After his proposal to allow Internet companies to charge Web companies for speedier delivery of their content was met with widespread criticism, FCC Chairman Tom Wheeler is trying to make the case that it is possible to have Internet fast lanes without slow lanes. He first did so in a letter to tech companies on Friday, and the Wall Street Journal reported Sunday that he has also revised his approach to net neutrality rules.
“I will not allow some companies to force Internet users into a slow lane so that others with special privileges can have superior service,” he wrote in response to a letter signed by many of Silicon Valley’s most prominent companies. It’s clear that the fast-lane language has proven to be exceptionally bad branding, even among those who don’t necessarily support complete net neutrality. “I worry when people use the phrase ‘fast lane,’ because that implies there’s a slow lane,” Michael O’Rielly, a Republican FCC commissioner opposed to tough net neutrality rules, told C-SPAN recently.
So let the rebranding begin. According to the Journal, Wheeler’s revised rules would call for tough oversight over broadband companies that might be tempted to engage in anticompetitive behavior. This doesn’t mean he’s abandoning the idea of allowing broadband providers to charge a premium for faster service. Instead, he will require that the fast lanes offered to one company must be offered to any company willing to pay the toll.
Wheeler will ask for public input on several ideas related to the new rules, according to the Journal. The first is “paid prioritization”—the lane idea. It is clear from the activity in recent weeks that many people will continue to oppose this. Even if Wheeler were to police broadband providers aggressively, it’s unclear that whoever comes after him would.
The other issue on the table is the idea of reclassifying Internet service as a public utility.

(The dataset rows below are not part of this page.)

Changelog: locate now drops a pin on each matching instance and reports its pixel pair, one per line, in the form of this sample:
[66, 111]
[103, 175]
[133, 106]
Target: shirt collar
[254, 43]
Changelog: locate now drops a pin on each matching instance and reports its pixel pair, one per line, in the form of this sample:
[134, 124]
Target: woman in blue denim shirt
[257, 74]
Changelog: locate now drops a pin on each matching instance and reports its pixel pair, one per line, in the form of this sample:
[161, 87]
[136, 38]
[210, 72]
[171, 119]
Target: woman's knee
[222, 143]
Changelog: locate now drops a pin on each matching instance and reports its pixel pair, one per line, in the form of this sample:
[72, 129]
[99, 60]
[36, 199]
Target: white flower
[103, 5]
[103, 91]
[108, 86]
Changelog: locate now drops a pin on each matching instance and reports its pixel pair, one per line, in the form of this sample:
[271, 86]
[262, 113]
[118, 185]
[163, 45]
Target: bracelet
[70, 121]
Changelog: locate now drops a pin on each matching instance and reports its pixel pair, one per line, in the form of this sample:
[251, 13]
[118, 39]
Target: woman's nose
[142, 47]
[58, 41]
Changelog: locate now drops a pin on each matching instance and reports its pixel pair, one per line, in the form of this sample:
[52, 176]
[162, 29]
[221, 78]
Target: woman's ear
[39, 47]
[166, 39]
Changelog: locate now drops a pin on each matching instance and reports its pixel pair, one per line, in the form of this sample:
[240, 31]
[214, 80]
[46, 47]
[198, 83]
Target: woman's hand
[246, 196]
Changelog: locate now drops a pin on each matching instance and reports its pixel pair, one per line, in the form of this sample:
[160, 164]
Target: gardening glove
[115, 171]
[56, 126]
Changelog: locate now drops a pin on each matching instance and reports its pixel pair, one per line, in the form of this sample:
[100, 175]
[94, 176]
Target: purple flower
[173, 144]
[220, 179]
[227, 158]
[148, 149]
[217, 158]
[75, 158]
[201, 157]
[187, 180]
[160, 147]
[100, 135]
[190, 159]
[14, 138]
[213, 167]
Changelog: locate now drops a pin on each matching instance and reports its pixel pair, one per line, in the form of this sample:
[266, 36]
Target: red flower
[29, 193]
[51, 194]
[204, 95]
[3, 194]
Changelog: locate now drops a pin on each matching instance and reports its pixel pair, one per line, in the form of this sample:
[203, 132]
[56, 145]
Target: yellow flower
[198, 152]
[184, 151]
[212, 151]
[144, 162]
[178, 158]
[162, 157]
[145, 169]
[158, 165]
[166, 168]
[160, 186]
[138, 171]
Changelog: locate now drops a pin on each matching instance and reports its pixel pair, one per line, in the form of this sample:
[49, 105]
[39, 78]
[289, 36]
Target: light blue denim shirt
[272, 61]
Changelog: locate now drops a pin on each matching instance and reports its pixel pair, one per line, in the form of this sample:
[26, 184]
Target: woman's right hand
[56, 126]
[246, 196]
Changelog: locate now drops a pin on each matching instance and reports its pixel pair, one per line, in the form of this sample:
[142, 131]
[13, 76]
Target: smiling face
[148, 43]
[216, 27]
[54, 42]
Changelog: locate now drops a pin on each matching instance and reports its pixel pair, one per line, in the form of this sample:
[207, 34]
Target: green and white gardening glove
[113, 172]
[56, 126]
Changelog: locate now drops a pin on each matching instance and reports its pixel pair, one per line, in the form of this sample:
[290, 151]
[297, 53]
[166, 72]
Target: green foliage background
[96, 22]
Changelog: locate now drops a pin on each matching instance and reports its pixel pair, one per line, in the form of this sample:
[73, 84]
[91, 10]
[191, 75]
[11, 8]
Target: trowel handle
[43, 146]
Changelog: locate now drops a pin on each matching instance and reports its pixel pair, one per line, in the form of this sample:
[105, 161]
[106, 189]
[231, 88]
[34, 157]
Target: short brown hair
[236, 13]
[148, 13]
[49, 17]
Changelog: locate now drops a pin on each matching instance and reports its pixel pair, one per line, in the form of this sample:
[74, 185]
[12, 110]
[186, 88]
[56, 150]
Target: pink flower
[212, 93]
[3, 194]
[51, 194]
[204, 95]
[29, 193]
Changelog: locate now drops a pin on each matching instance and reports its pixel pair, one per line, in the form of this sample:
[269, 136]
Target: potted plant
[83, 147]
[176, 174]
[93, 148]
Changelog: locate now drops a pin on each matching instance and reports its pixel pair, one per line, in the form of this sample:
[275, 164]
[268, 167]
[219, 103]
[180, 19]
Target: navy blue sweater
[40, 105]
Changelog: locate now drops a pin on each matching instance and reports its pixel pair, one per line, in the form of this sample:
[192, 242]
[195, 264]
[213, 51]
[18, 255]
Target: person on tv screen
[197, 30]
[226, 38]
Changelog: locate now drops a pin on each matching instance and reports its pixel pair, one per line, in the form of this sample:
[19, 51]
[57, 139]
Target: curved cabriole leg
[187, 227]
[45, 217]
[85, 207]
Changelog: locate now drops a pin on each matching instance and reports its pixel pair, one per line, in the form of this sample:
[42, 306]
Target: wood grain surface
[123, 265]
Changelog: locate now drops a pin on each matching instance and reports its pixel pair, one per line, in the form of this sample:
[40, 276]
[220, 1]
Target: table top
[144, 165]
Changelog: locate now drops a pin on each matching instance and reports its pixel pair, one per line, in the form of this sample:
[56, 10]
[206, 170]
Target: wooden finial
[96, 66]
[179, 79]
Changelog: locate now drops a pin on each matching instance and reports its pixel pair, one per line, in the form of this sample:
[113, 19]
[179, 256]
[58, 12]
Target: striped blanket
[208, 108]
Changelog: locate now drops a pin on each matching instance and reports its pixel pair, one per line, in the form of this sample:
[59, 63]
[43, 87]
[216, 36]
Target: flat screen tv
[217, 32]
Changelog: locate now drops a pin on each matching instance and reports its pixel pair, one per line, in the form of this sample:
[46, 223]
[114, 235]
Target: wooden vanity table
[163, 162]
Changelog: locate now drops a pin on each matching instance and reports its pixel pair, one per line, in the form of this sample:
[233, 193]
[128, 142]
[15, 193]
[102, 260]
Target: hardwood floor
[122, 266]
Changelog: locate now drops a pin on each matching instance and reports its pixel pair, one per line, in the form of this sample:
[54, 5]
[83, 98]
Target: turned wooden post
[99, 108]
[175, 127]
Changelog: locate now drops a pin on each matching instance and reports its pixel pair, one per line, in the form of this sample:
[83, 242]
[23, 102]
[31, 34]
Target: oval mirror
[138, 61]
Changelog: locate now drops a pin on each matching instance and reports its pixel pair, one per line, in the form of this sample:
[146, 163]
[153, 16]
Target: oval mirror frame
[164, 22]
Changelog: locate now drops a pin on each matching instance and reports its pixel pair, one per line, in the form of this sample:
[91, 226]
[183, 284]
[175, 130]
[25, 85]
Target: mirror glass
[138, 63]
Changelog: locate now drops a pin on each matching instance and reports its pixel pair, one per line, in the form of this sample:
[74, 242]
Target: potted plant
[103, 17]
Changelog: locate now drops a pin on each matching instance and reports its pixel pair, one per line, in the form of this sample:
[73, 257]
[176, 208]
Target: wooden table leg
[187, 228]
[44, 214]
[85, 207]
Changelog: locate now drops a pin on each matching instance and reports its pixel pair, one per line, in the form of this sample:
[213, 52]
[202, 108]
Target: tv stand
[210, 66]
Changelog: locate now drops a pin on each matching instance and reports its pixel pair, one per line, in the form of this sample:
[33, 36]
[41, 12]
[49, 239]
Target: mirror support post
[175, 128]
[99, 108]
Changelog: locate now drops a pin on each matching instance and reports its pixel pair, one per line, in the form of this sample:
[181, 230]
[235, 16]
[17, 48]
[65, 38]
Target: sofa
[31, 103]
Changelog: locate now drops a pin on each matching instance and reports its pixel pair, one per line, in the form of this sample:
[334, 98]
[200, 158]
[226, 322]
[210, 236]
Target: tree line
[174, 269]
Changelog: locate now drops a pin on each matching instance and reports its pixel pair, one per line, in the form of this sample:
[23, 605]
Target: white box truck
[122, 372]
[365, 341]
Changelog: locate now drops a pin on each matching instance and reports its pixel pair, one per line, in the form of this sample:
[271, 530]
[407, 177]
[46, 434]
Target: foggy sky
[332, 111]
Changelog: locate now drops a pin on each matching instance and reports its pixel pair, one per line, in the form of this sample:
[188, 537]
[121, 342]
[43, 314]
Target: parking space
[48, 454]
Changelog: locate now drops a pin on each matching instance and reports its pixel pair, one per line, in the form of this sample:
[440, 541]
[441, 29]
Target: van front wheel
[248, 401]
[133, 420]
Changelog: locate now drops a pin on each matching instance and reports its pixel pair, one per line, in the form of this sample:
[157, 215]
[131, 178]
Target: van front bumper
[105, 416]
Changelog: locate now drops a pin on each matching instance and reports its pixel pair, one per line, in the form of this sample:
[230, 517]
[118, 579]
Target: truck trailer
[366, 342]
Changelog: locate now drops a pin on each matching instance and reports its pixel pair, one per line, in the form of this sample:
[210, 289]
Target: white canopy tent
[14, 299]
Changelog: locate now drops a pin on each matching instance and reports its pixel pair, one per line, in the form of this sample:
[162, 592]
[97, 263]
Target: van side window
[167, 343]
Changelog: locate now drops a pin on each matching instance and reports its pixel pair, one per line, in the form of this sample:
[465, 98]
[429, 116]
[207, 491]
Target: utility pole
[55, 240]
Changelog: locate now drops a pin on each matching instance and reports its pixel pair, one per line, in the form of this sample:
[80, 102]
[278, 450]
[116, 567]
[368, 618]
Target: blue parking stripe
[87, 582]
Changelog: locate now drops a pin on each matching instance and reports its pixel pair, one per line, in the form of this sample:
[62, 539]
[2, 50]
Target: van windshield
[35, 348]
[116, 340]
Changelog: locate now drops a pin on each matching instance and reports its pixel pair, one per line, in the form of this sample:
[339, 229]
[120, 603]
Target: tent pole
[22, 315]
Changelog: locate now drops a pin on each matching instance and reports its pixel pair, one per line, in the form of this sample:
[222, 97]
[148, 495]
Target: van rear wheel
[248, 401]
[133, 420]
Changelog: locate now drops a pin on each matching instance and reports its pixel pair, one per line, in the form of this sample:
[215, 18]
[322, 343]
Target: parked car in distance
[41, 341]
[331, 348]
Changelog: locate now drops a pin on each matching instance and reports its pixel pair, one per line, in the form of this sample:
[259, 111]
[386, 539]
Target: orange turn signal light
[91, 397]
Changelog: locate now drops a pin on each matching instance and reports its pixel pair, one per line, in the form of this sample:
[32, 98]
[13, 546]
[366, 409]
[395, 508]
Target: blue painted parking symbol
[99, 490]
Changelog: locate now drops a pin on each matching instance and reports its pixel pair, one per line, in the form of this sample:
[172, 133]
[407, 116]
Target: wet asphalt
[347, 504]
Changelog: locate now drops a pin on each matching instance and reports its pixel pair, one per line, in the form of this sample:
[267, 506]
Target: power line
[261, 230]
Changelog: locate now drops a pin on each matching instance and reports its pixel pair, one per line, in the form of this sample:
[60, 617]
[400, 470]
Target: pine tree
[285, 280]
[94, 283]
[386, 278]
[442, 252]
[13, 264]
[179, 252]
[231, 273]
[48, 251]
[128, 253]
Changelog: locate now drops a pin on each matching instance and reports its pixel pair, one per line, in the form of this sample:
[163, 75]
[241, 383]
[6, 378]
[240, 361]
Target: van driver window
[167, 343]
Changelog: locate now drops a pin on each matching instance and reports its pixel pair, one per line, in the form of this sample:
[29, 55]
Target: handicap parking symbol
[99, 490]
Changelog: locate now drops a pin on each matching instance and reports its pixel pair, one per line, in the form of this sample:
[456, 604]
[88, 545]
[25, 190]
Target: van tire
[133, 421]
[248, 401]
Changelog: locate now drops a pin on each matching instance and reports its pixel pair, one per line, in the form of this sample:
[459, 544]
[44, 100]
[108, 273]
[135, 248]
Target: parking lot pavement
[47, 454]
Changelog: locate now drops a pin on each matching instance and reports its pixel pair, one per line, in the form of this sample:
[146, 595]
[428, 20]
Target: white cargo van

The FCC originally designated broadband Internet as an information service in 2002, largely ceding the ability to impose tough regulations on the companies that provide it. But the commission’s attempts to regulate the Internet by other means haven’t held up. A federal court has twice rejected its rules requiring broadband providers to treat all Internet traffic the same, most recently in January. When the court did so, it said that the FCC was attempting to regulate broadband as though it were a utility without actually declaring it as such.
The obvious solution would be to reclassify broadband as a public utility and get on with it, but broadband providers are likely to fight this tooth and nail, because it would signal the end of an era of light regulation for broadband Internet. Wheeler, a former lobbyist for the cable industry, doesn’t seem eager to take this step—mentioning it seems to be more of a threat to broadband providers about what will happen if they don’t stay in line on their own.